EDIT: I think I messed up the clock cycle count (but not by much). Anyways, here is a cleaner version that is smaller and more predictable. 1315-2b t-states where b is the number of bits set in the absolute value of the result:
EDIT2: The timings above are correct, now.
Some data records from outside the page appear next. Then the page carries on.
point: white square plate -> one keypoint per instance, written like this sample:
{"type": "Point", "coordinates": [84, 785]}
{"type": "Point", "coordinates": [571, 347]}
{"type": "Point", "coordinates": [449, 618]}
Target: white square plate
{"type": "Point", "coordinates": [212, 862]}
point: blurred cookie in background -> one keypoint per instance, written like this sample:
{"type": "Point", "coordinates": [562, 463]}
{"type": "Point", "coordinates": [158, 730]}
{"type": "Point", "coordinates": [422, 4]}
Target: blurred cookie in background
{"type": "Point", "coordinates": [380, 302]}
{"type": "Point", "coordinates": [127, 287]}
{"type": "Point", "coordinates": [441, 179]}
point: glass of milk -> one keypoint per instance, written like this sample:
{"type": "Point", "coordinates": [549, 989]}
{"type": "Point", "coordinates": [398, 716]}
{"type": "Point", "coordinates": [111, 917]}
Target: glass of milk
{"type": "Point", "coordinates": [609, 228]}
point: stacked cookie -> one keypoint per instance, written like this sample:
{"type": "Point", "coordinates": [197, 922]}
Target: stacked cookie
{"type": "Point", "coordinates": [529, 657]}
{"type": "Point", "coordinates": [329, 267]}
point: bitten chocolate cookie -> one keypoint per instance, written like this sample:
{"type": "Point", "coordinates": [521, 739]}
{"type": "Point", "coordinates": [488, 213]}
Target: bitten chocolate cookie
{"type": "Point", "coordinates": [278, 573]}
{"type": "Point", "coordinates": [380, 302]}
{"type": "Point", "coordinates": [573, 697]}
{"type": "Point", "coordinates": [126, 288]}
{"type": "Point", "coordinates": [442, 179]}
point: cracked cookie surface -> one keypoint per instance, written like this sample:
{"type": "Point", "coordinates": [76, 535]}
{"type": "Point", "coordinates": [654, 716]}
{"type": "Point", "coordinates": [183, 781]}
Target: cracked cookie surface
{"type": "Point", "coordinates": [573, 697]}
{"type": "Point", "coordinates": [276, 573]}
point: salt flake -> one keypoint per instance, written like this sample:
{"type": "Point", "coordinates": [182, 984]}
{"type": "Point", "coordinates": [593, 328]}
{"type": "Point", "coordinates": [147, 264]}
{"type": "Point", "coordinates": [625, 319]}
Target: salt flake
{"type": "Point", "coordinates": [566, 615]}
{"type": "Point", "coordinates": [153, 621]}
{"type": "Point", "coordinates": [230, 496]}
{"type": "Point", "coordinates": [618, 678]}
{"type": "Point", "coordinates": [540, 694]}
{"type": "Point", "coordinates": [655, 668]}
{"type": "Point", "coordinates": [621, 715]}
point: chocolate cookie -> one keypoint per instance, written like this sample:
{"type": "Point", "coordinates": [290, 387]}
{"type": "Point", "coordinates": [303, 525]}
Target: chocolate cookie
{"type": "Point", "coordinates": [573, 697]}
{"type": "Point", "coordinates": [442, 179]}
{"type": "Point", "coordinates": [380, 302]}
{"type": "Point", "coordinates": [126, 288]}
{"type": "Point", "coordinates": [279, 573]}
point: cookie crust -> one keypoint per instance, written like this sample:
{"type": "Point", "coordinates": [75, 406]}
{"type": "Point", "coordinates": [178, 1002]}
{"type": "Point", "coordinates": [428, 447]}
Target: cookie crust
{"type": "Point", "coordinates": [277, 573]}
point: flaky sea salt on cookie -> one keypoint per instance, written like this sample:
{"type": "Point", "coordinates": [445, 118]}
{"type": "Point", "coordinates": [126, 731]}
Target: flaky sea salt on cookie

;===============================================================
HL_Div_BC_Signed:
;===============================================================
;Performs HL/BC
;Speed:   1315-2b cycles
;         **same cycles as the regular HL_Div_BC
;         add 24 if HL is negative
;         add 24 if BC is negative
;         add 28 if only one is negative
;Size:    60 bytes
;Inputs:
;     HL is the numerator
;     BC is the denominator
;Outputs:
;     DE is the quotient
;     HL is the remainder
;     BC is not changed
;     A is 0
;     z flag is set
;     c flag is reset
;===============================================================
     ld a,h
     xor b
     push af
;absHL
     xor b
     jp p,$+9
     xor a \ sub l \ ld l,a
     sbc a,a \ sub h \ ld h,a
;absBC:
     xor b
     jp p,$+9
     xor a \ sub c \ ld c,a
     sbc a,a \ sub b \ ld b,a

     add hl,hl
     ld a,15
     ld de,0
     ex de,hl
     jp jumpin
;89+15*80+26 = 1315-2b
Div_Loop_1:
     add hl,bc   ;--
Loop2:
     dec a       ;4
     jr z,EndSDiv ;12|7
jumpin:
     sla e       ;8
     rl d        ;8
     adc hl,hl   ;15
     sbc hl,bc   ;15
     jr c,Loop1  ;23-2b
     inc e       ;--
     jp Loop2    ;--
EndSDiv:
     pop af \ ret p
     xor a \ sub e \ ld e,a
     sbc a,a \ sub d \ ld d,a
     ret


It seems that the second routine is wrong ... it gives me wrong results.